Benghazi Consulate
The U.S. consulate in Benghazi, Libya, is seen in flames during an attack by terrorists. Reuters

Secretary of State Hillary Clinton Thursday said that she was forming a panel to investigate the attack on the U.S. Consulate in Benghazi that led to the killing of U.S. Ambassador to Libya Chris Stevens and three other Americans.

She will hold closed-door classified briefings with members of the House and Senate separately on the attacks after discussing security situation at the consulate before and during the Sept. 11 rocket attack.

She said she would be joined by Director of National Intelligence James Clapper and Deputy Defense Secretary Ashton Carter, reported the Associated Press.

Retired diplomat Thomas Pickering will chair the independent, bipartisan panel which has been appointed in line with federal law, Clinton said. Pickering has previously served as the U.S. ambassador to Russia, India, Israel, Nigeria, El Salvador, Jordan and at the U.S. Mission to the U.N.

The panel's inquiry is separate from an FBI probe of the Benghazi attack. An FBI team reached Tripoli Wednesday to join the investigation by the local officials.

Meanwhile, U.S. officials appeared less certain about what transpired in Benghazi on the night of the deadly attack, though they maintained that a spontaneous protest over an anti-Islamic movie led to the attack, CNN reported.

"Soon after that spontaneous protest began outside of our consulate in Benghazi, we believe that it looks like extremist elements, individuals, joined in that effort with heavy weapons of the sort that are, unfortunately, readily now available in Libya post- revolution.

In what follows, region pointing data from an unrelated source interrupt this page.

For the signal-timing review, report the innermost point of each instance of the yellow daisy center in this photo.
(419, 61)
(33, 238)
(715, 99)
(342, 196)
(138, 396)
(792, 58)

And that it spun from there into something much, much more violent,” U.S. Ambassador to the U.N. Susan Rice was quoted saying on CBS show “Face the Nation.”

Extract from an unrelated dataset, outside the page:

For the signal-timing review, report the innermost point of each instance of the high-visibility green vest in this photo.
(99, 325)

However, Republican senators like John McCain have contested this theory saying that it was unlikely to be a spontaneous attack given the amount of weaponry involved.

National Counterterrorism Center Director Matthew Olsen told a Senate committee Wednesday that the evidence gathered so far didn’t indicate prior planning involved in the attack.

"The best information we have now, the facts we have now indicate this was an opportunistic attack on our embassy. The attack began and evolved and escalated over several hours," Olsen was quoted saying by CNN. "It appears that individuals, who were certainly well armed, seized on the opportunity that was presented as the events unfolded that evening into the morning hours of September 12th."

However, he called the incident a “terrorist attack” adding, “What we don’t have at this point is specific intelligence that there was significant advanced planning or coordination for this attack. Again, we’re still developing facts and still looking for any indications of substantial advanced planning. We just haven’t seen that at this point.”

“We are looking at indications that individuals involved in the attack may have had connections to al-Qaeda or its affiliates, in particular al-Qaeda in Islamic Maghreb,” Olsen said in response to the question from Senator Joe Lieberman.

White House press secretary Jay Carney on Thursday said it was “self-evident that what happened in Benghazi was a terrorist attack.”

The Obama administration was playing down the possibility of the Libyan security personnel hired by the consulate helping the attackers, Reuters reported. However, investigators seriously consider the question of whether the perpetrators had inside information or help to carry out the attack which coincided with the 11th anniversary of the Sept.11 attacks on the U.S.